Consolidated Criteria for Reporting Qualitative Research (COREQ) is the widely used reporting guideline for qualitative research. This 32-item checklist assists researchers in reporting all the major aspects related to the study. The three major domains of COREQ are the 'research team and reflexivity', 'study design', and 'analysis and findings'.[ 44 , 45 ]

Critical Appraisal of Qualitative Research

Various scales are available to critical appraisal of qualitative research. The widely used one is the Critical Appraisal Skills Program (CASP) Qualitative Checklist developed by CASP network, UK. This 10-item checklist evaluates the quality of the study under areas such as aims, methodology, research design, ethical considerations, data collection, data analysis, and findings.[ 46 ]

Ethical Issues in Qualitative Research

A qualitative study must be undertaken by grounding it in the principles of bioethics such as beneficence, non-maleficence, autonomy, and justice. Protecting the participants is of utmost importance, and the greatest care has to be taken while collecting data from a vulnerable research population. The researcher must respect individuals, families, and communities and must make sure that the participants are not identifiable by their quotations that the researchers include when publishing the data. Consent for audio/video recordings must be obtained. Approval to be in FGDs must be obtained from the participants. Researchers must ensure the confidentiality and anonymity of the transcripts/audio-video records/photographs/other data collected as a part of the study. The researchers must confirm their role as advocates and proceed in the best interest of all participants.[ 42 , 47 , 48 ]

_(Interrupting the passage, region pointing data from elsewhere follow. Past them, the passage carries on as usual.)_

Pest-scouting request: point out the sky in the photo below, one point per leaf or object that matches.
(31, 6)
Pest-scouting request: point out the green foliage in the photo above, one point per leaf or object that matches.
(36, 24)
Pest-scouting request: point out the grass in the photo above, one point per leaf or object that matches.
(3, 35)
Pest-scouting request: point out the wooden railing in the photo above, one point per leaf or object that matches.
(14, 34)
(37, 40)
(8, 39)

Rigor in Qualitative Research

The demonstration of rigor or quality in the conduct of the study is essential for every research method. However, the criteria used to evaluate the rigor of quantitative studies are not be appropriate for qualitative methods. Lincoln and Guba (1985) first outlined the criteria for evaluating the qualitative research often referred to as “standards of trustworthiness of qualitative research”.[ 49 ] The four components of the criteria are credibility, transferability, dependability, and confirmability.

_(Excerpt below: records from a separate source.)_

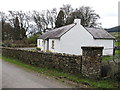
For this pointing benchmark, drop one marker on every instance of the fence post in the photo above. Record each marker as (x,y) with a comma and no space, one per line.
(91,61)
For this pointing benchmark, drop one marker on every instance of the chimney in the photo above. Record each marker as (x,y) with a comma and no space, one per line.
(77,21)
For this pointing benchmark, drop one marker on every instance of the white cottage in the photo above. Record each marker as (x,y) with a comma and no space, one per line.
(70,38)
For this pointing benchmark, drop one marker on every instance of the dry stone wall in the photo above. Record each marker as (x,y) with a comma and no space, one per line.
(64,62)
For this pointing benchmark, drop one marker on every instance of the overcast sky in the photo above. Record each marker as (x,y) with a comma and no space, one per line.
(107,9)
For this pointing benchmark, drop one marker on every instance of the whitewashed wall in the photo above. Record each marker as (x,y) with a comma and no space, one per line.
(56,45)
(108,46)
(72,41)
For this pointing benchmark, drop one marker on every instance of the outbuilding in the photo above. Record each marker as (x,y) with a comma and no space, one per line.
(70,38)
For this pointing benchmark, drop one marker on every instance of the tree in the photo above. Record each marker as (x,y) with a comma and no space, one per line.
(67,10)
(60,19)
(86,14)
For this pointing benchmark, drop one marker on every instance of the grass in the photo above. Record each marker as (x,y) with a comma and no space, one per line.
(63,76)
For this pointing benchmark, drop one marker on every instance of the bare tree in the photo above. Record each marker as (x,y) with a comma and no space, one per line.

Credibility refers to confidence in the 'truth value' of the data and its interpretation. It is used to establish that the findings are true, credible and believable. Credibility is similar to the internal validity in quantitative research.[ 1 , 50 , 51 ] The second criterion to establish the trustworthiness of the qualitative research is transferability, Transferability refers to the degree to which the qualitative results are applicability to other settings, population or contexts. This is analogous to the external validity in quantitative research.[ 1 , 50 , 51 ] Lincoln and Guba recommend authors provide enough details so that the users will be able to evaluate the applicability of data in other contexts.[ 49 ] The criterion of dependability refers to the assumption of repeatability or replicability of the study findings and is similar to that of reliability in quantitative research. The dependability question is 'Whether the study findings be repeated of the study is replicated with the same (similar) cohort of participants, data coders, and context?'[ 1 , 50 , 51 ] Confirmability, the fourth criteria is analogous to the objectivity of the study and refers the degree to which the study findings could be confirmed or corroborated by others. To ensure confirmability the data should directly reflect the participants' experiences and not the bias, motivations, or imaginations of the inquirer.[ 1 , 50 , 51 ] Qualitative researchers should ensure that the study is conducted with enough rigor and should report the measures undertaken to enhance the trustworthiness of the study.

Conclusions

Qualitative research studies are being widely acknowledged and recognized in health care practice. This overview illustrates various qualitative methods and shows how these methods can be used to generate evidence that informs clinical practice. Qualitative research helps to understand the patterns of health behaviors, describe illness experiences, design health interventions, and develop healthcare theories. The ultimate strength of the qualitative research approach lies in the richness of the data and the descriptions and depth of exploration it makes. Hence, qualitative methods are considered as the most humanistic and person-centered way of discovering and uncovering thoughts and actions of human beings.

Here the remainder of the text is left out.